In the years before the outbreak of World War 1 “motoring” started to be one of the popular pastimes of the ‘well-off’ and upper classes. This can be seen in this series of motoring guides produced by the Cheltenham based publishers E J Burrow & Co Ltd in conjunction with the Royal Automobile Club and this, the Scottish volume, in connection with the Scottish Motoring Club. The various volumes give details of routes and destinations, including maps, and are peppered with adverts for motoring services to be found on the way – important then in the early days of motoring when to be able to find a mechanic or petrol supplies was vital – as well as for hotels and for ‘goods’ useful for motorists; these include accessories and clothing suitable for motoring. The guides are written by Charles G Harper who was a well known travel writer.
E J Burrow’s became a prolific publisher of guides and handbooks, often “official” in that they were produced in conjuction with local authorities or organisations. This is interesting in that it notes amongst their addresses Bradford as the fact their London Agent was Percy Lund, Humphries & Co Ltd. I suspect this small format book may have been printed at Lund Humphries ‘County Press’ and had not previously been aware of some link between the two companies.

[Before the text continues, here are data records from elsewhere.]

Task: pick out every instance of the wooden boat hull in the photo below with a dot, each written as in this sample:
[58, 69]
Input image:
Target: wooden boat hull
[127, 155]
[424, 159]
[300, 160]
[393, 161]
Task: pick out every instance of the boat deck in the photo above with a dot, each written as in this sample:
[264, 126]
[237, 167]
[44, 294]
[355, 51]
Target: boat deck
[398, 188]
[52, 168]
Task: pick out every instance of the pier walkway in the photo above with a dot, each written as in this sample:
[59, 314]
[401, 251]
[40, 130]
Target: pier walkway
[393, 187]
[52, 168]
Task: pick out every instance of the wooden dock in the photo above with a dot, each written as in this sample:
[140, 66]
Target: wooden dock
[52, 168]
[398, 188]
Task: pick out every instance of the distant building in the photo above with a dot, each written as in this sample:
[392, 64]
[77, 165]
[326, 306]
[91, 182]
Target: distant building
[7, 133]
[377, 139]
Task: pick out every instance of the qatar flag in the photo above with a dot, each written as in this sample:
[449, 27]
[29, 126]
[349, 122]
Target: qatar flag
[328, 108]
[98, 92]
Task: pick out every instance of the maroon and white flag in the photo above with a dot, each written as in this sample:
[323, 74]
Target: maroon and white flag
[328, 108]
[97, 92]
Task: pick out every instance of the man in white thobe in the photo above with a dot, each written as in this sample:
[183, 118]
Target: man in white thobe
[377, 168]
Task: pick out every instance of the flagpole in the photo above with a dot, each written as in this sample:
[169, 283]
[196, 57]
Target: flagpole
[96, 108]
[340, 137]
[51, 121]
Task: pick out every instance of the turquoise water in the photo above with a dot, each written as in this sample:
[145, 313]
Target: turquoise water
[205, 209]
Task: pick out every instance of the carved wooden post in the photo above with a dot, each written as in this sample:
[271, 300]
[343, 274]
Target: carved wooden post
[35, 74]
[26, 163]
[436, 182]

In the ad shown above, WindsorCondensed is set on a curve, with the initial letter inserted from regular-wide Windsor. Other typefaces used include Cheltenham (sold by Caslon as Cheltenham Old Style), Jenson Old Style (sold by Stephenson Blake as Italian Old Style), and a bold Grotesque.
Can there be any more iconic name in connection with Glasgow’s Tea Rooms than that of Cranston’s? It even gets a mention in the 1938 GPO documentary Night Mail. This advert however relates not to Miss Catherine – or Kate – Cranston whose Tea Rooms designed by Charles Rennie Mackintosh are the stuff of legend, but the chain founded and owned by her brother Stuart Cranston. Both siblings followed their father’s footsteps into the business of tea and tea rooms. Stuart died in 1921, his sister despite having given her tea rooms up in 1918, outliving him until she died in 1934 leaving a substantial estate to ‘the poor of Glasgow’.
The ad shown below likewise uses Windsor, complemented by De Vinne, also in two widths, and an Old Style.
The Scottish Motor Traction Co Ltd, better recalled as ‘the SMT’, was formed in 1905 and although it was around early motor cars that the business was based, they soon began to operate motor buses. Thanks to railway investment in the late 1920s, the company became the dominant force in the Scottish bus industry, owning other concerns notably WAlexander’s. Nationalised in 1948, and forming the basis of the later Scottish Bus Group. The non-bus and coach interests that I think had been formed into a separate subsidiary as SMT Sales & Service Ltd., selling and repairing motor cars, before WW1, was retained in private ownership and continued in existance until 1991.
These premises in Fountainbridge, Edinburgh, were suitably aimed at the sort of clientele who could afford motoring in pre-WW1 days with Ladies and Gentlemens lounges – as well as skilled engineers and 24-hour service.